Good news. TO get my Emergency unemployment compensation I have to answer two questions: 1) Have I worked since I was unemployed… 2) Have I left a job since my unemployment benefits lapsed…

Not bloody likely.

As hard as I look for a job I am lucky to have monthly static expenses of $550/month and benefits of $417/week.

God I need to find a job before my 5 months of emergency unemployment benefits lapse or I'll lose everything.

Totally getting a new iPhone next week though! YAY!

Clip Arthur (#2,024)

Jeff Barea deserves to take over Larry King's slot.

garge (#736)

I thought about it, and I feel that it would really kill the magic if he lives in Brisbane or Minsk.
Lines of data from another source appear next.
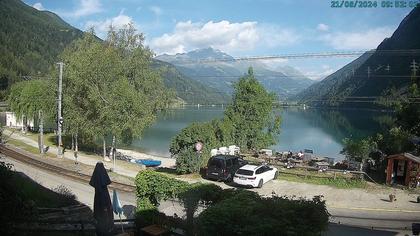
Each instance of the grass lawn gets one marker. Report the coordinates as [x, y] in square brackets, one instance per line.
[27, 147]
[43, 197]
[344, 183]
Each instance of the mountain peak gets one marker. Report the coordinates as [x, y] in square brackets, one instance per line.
[208, 54]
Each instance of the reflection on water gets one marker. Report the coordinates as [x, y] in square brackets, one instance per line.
[319, 129]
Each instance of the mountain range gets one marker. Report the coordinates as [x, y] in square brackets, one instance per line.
[31, 41]
[374, 74]
[219, 70]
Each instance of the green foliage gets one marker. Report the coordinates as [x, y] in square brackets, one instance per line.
[247, 213]
[358, 150]
[152, 187]
[251, 114]
[249, 122]
[339, 182]
[27, 98]
[395, 141]
[30, 41]
[119, 94]
[189, 161]
[240, 212]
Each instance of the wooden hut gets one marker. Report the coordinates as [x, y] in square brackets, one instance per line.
[403, 169]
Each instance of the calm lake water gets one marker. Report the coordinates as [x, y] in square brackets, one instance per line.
[321, 130]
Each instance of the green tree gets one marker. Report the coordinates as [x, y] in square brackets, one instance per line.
[358, 150]
[248, 122]
[251, 114]
[110, 86]
[33, 100]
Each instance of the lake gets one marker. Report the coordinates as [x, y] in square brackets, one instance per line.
[321, 130]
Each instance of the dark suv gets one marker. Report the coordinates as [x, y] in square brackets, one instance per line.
[223, 167]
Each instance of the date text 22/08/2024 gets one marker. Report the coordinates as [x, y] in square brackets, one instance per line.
[375, 4]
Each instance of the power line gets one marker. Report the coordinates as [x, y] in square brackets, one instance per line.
[409, 52]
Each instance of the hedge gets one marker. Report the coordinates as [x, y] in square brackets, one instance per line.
[240, 212]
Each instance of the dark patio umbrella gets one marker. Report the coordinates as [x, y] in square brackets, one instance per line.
[102, 208]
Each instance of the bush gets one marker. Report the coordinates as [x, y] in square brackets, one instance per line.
[247, 213]
[65, 193]
[152, 187]
[239, 211]
[189, 161]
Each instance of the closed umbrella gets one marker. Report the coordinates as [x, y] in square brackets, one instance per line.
[102, 208]
[116, 205]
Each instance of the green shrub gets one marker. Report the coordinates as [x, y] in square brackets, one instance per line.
[189, 161]
[248, 214]
[240, 212]
[152, 187]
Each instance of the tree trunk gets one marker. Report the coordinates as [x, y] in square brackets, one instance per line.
[76, 146]
[23, 124]
[114, 150]
[104, 147]
[41, 132]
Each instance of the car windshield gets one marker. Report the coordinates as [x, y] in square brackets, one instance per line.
[215, 163]
[245, 172]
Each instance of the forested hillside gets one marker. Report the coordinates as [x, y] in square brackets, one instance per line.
[375, 73]
[30, 41]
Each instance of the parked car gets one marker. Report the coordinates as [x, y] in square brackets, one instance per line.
[254, 176]
[223, 167]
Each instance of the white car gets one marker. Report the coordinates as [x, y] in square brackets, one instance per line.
[254, 176]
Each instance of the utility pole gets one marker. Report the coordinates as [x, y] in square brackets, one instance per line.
[414, 68]
[59, 117]
[41, 132]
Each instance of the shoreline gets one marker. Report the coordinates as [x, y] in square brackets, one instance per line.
[167, 162]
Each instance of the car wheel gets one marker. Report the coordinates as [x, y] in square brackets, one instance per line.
[229, 178]
[260, 183]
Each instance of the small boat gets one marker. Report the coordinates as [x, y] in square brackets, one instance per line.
[148, 162]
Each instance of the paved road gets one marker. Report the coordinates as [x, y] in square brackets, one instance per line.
[344, 221]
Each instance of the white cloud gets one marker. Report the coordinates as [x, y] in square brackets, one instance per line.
[322, 27]
[357, 40]
[85, 8]
[223, 35]
[38, 6]
[156, 10]
[101, 27]
[317, 74]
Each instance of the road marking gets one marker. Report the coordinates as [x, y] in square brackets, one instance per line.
[375, 209]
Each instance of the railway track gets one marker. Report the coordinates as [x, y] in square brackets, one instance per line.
[27, 159]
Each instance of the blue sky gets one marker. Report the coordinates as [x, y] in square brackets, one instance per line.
[240, 27]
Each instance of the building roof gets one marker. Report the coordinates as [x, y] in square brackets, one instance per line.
[406, 155]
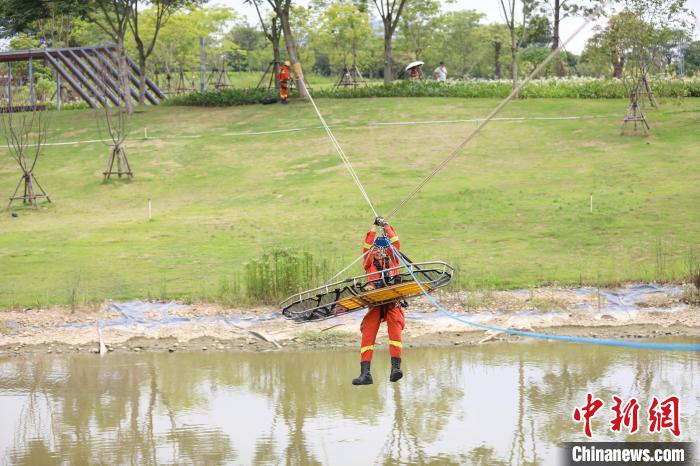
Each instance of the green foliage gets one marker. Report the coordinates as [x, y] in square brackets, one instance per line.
[576, 88]
[344, 31]
[221, 98]
[332, 337]
[281, 273]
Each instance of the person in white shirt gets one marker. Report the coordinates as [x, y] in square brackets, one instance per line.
[440, 72]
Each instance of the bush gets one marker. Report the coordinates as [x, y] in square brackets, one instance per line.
[281, 273]
[221, 98]
[570, 88]
[551, 88]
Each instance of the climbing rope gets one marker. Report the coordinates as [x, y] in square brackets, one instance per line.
[330, 280]
[339, 149]
[544, 336]
[486, 121]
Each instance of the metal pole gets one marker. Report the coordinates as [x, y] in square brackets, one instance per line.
[58, 91]
[31, 82]
[202, 66]
[9, 86]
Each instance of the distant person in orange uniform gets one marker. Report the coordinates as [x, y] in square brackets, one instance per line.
[379, 257]
[283, 77]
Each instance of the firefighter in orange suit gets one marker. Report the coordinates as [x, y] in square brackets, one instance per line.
[283, 77]
[379, 257]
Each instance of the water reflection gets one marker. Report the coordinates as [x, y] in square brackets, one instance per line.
[493, 404]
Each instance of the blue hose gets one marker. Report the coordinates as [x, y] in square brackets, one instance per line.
[545, 336]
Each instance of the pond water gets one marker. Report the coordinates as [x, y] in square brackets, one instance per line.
[489, 404]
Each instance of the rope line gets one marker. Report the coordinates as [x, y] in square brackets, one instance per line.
[347, 267]
[546, 336]
[339, 149]
[486, 120]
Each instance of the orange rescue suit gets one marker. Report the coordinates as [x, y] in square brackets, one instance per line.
[375, 261]
[283, 78]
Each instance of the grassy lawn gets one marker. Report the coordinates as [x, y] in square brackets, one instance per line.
[512, 211]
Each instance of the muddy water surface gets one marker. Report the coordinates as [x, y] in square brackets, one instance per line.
[488, 404]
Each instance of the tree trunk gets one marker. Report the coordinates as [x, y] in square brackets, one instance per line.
[388, 61]
[555, 39]
[497, 59]
[142, 76]
[123, 70]
[276, 56]
[292, 54]
[617, 68]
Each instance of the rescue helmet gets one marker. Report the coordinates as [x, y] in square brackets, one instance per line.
[382, 242]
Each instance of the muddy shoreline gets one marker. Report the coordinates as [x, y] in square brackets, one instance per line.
[634, 312]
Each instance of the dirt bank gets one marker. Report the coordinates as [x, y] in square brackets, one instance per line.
[633, 312]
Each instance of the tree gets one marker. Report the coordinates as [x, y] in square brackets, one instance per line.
[161, 12]
[560, 9]
[248, 38]
[345, 30]
[692, 56]
[390, 12]
[281, 9]
[460, 42]
[646, 29]
[272, 32]
[419, 23]
[178, 46]
[538, 33]
[25, 135]
[508, 8]
[608, 43]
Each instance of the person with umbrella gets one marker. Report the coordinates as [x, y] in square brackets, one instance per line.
[414, 70]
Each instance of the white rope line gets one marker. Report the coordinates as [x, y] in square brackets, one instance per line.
[339, 149]
[346, 268]
[312, 128]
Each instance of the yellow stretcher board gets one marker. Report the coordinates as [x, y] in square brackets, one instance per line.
[353, 294]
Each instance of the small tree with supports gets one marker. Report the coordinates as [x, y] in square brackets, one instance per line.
[113, 124]
[645, 28]
[25, 135]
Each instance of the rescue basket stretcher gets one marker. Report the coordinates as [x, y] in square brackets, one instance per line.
[356, 293]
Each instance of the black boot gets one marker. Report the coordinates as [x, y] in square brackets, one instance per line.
[365, 377]
[396, 373]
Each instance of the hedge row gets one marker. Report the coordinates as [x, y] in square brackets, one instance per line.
[550, 88]
[573, 88]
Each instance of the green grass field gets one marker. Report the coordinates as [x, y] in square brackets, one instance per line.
[512, 211]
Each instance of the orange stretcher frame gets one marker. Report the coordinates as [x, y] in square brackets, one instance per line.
[356, 293]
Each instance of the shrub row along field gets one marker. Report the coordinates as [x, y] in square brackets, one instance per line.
[574, 88]
[511, 211]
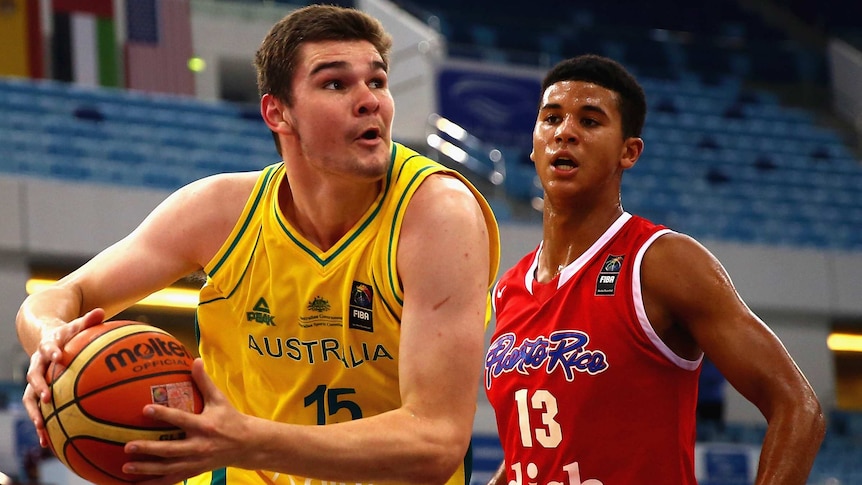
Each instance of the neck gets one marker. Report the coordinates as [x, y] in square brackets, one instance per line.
[566, 236]
[321, 215]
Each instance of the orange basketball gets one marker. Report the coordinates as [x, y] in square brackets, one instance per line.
[99, 386]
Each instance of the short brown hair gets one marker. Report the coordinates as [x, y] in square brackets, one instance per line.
[276, 59]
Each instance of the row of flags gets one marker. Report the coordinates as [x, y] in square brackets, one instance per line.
[84, 45]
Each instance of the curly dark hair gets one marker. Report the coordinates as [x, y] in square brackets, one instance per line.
[608, 74]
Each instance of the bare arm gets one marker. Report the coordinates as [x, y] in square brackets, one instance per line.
[173, 241]
[425, 439]
[687, 289]
[499, 477]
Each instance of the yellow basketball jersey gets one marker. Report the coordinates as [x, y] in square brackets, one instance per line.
[298, 335]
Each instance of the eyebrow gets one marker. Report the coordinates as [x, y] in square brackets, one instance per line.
[335, 65]
[588, 107]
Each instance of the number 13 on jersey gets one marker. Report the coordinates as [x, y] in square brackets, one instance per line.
[548, 434]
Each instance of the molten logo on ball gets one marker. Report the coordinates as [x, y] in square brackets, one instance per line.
[99, 387]
[155, 347]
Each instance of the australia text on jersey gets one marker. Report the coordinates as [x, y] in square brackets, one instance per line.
[318, 351]
[563, 350]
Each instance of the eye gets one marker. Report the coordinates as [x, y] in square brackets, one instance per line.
[377, 83]
[334, 84]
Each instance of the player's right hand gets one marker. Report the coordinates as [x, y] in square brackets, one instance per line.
[50, 349]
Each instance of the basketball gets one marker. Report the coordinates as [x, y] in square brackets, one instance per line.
[99, 386]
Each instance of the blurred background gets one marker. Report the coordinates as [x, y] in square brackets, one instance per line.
[753, 146]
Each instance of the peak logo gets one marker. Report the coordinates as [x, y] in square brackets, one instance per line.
[154, 348]
[563, 351]
[260, 314]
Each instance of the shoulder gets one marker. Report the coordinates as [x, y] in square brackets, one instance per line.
[225, 189]
[674, 251]
[207, 208]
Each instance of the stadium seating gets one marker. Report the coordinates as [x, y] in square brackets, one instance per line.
[52, 129]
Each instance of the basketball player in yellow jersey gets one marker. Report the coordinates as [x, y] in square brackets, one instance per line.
[342, 322]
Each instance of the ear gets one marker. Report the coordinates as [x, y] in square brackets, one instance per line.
[632, 149]
[274, 114]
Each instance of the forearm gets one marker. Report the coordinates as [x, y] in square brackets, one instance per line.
[394, 446]
[49, 308]
[790, 446]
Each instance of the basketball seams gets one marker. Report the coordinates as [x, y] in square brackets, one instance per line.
[82, 397]
[117, 368]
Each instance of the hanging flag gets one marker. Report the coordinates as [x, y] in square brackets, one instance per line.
[20, 39]
[83, 46]
[159, 46]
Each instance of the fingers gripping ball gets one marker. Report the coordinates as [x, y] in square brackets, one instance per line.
[99, 386]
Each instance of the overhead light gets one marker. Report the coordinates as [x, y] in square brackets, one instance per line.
[844, 342]
[171, 297]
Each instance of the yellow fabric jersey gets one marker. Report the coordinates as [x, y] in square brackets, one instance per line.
[294, 334]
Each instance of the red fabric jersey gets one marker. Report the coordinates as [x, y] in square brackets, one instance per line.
[584, 391]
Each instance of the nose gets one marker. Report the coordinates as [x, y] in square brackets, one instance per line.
[367, 101]
[566, 131]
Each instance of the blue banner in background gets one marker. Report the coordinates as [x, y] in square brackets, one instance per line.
[495, 106]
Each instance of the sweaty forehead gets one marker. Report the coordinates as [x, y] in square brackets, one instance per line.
[578, 93]
[343, 54]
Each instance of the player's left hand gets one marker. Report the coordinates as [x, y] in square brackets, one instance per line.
[214, 438]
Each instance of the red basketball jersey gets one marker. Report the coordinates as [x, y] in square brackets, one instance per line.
[584, 390]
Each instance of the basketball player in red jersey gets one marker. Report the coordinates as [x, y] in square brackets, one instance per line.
[593, 365]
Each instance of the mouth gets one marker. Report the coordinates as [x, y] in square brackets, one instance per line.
[564, 163]
[370, 134]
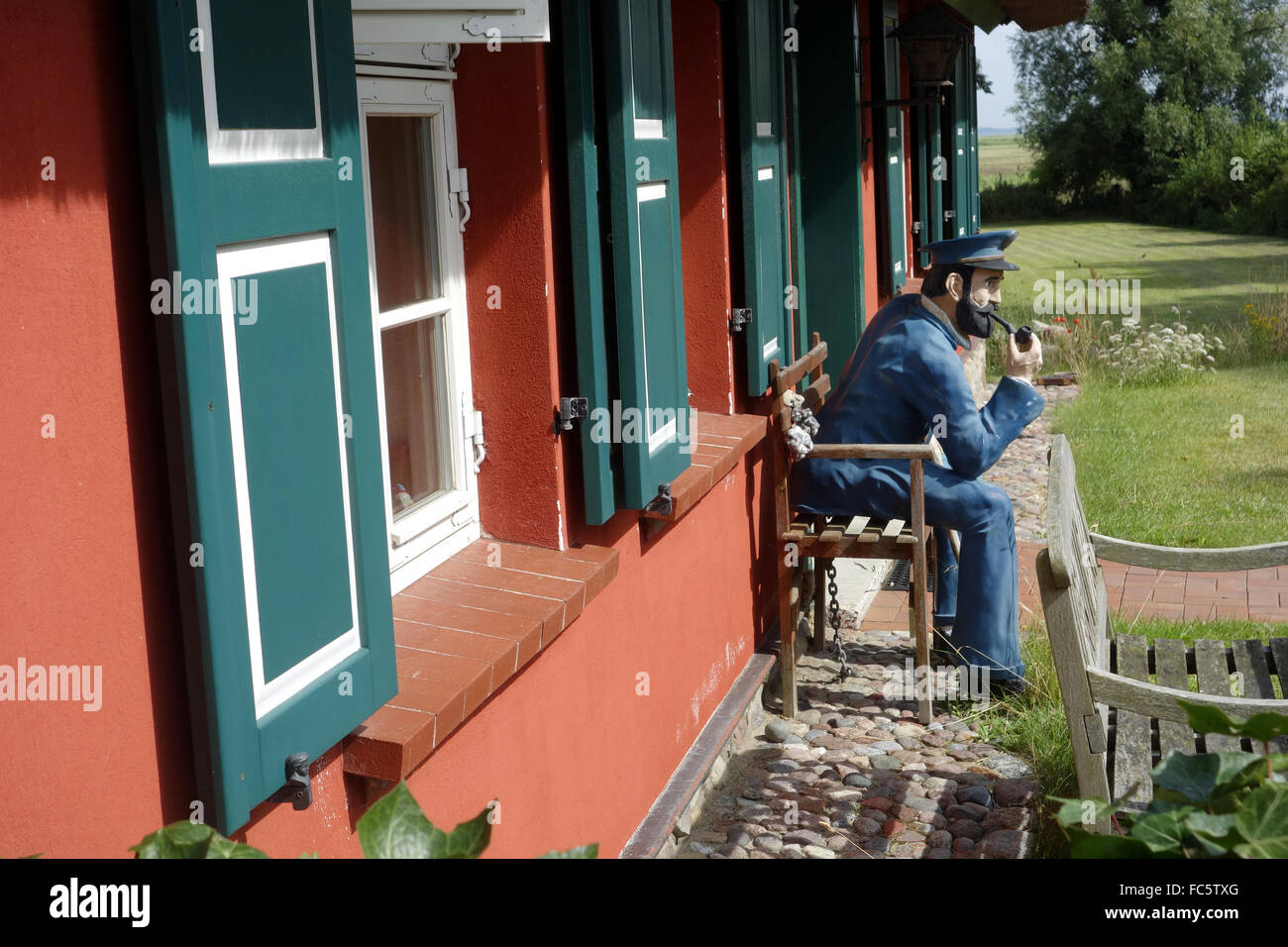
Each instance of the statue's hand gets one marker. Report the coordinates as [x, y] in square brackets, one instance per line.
[1022, 364]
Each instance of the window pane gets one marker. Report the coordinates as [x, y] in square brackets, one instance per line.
[416, 412]
[404, 218]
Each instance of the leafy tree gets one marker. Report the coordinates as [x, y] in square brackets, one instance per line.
[1141, 85]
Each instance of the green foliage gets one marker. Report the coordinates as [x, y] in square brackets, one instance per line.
[393, 827]
[1142, 106]
[192, 840]
[1206, 805]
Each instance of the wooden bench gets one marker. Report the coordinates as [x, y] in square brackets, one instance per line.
[833, 538]
[1120, 693]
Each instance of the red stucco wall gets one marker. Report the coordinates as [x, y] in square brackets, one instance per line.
[703, 192]
[85, 569]
[86, 573]
[501, 123]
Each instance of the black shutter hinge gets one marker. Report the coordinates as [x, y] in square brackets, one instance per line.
[661, 504]
[297, 789]
[571, 410]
There is something essential about his being nocturnal for me, mystique-wise.

Clip Arthur (#2,024)

It is a sad and beautiful world!

Screen Name (#2,416)

Don't forget mysterious!

Clip Arthur (#2,024)

Yeah, it's a sad, beautiful and mysterious world buddy.

ester (#6,436)

Hitchcock was obsessed with keeping the details of "Psycho" private, though. He made the cast and crew pledge not to divulge information and started a whole marketing campaign to convince viewers to keep the ending to themselves.

It's true that a great piece of art isn't spoiled when part of the plot is revealed. It's also true that a person's initial experience can be, if not spoiled, then at least affected in a way that would make Hitch growl by knowing too much going in.

More here:

Tasha Wassink (#6,439)

Hmm, I still love "The Sting" and re-watch it frequently, but if someone had spoiled the ending for me before the first time I watched it, it would have made me sad. It wouldn't make it any less of a great movie, but that initial "sting" is part of the fun.